I wish I could say that we stayed the entire night, that in the morning we awoke with these people and bought them all a great big breakfast, but just before the sun came up, as it began its glowing approach off to the East, we both broke down, we had reached our end. We could not even make it one full night, despite having shoes,
a sheet over our heads, warm thick pants, several shirts and a sweatshirt on, we were simply too cold and this place was to hard for us. At just after 4 AM Yabi and I both decided to call it, to give up and go home to our warm beds.
On the way home we drove past the street with all the young girls once again, although many were gone and the street was much quieter than it had been, at least 100 still remained, many in tiny dresses and tank tops, revealing their bodies in an effort to attract clients, freezing cold.
After this experience I can say a few things with absolute certainty. For one I am now thankful for my bed like never before.
I am thankful that we are working towards creating a solution to at least get some of the kids who are out there, off the street and into families. I know we will not be able to help all of them, but after feeling just how hard it is out there I am that much more determined to help as many as we can.
God, come. That is all I can say.
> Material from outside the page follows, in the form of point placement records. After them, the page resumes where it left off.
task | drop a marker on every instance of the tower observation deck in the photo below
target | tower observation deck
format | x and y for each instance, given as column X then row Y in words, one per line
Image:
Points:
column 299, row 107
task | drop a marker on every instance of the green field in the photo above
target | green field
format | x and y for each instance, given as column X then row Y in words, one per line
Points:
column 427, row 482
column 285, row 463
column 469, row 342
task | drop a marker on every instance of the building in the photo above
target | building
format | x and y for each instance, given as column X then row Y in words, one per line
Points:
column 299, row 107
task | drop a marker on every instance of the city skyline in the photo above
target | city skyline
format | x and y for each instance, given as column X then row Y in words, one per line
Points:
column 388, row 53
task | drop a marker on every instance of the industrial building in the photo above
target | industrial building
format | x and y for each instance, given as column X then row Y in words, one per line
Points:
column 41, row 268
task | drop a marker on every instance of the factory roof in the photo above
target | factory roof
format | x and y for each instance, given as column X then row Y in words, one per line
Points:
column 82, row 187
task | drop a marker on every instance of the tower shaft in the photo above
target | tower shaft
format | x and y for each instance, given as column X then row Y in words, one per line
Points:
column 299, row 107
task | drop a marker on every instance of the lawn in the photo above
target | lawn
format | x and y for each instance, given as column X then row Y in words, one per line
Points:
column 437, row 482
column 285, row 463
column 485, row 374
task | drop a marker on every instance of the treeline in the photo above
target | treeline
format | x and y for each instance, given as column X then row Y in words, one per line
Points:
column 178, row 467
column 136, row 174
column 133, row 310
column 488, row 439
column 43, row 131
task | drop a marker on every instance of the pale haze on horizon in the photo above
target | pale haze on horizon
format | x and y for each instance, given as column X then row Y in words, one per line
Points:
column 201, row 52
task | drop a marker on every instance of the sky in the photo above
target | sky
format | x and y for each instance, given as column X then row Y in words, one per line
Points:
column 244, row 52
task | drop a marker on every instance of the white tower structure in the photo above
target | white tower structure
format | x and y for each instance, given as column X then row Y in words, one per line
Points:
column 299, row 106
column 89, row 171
Come and use me to help.
Levi from bringlove.in
Go to:
www.bringlove.in to see how you can make a differance.
When you ask us WHY Ethiopia? This is why. Our daughters life depends on us to not give up the fight for her! Praise God that HE makes families through adoption. We praise HIM for HIS adoption of us into HIS family allowing us to be HIS children. We praise HIM for the adoption of our daughter and that HE in HIS great plan makes a way for the orphan to come into HIS and our family!
Awaiting our miracle... our daughter given to us by God's own plan.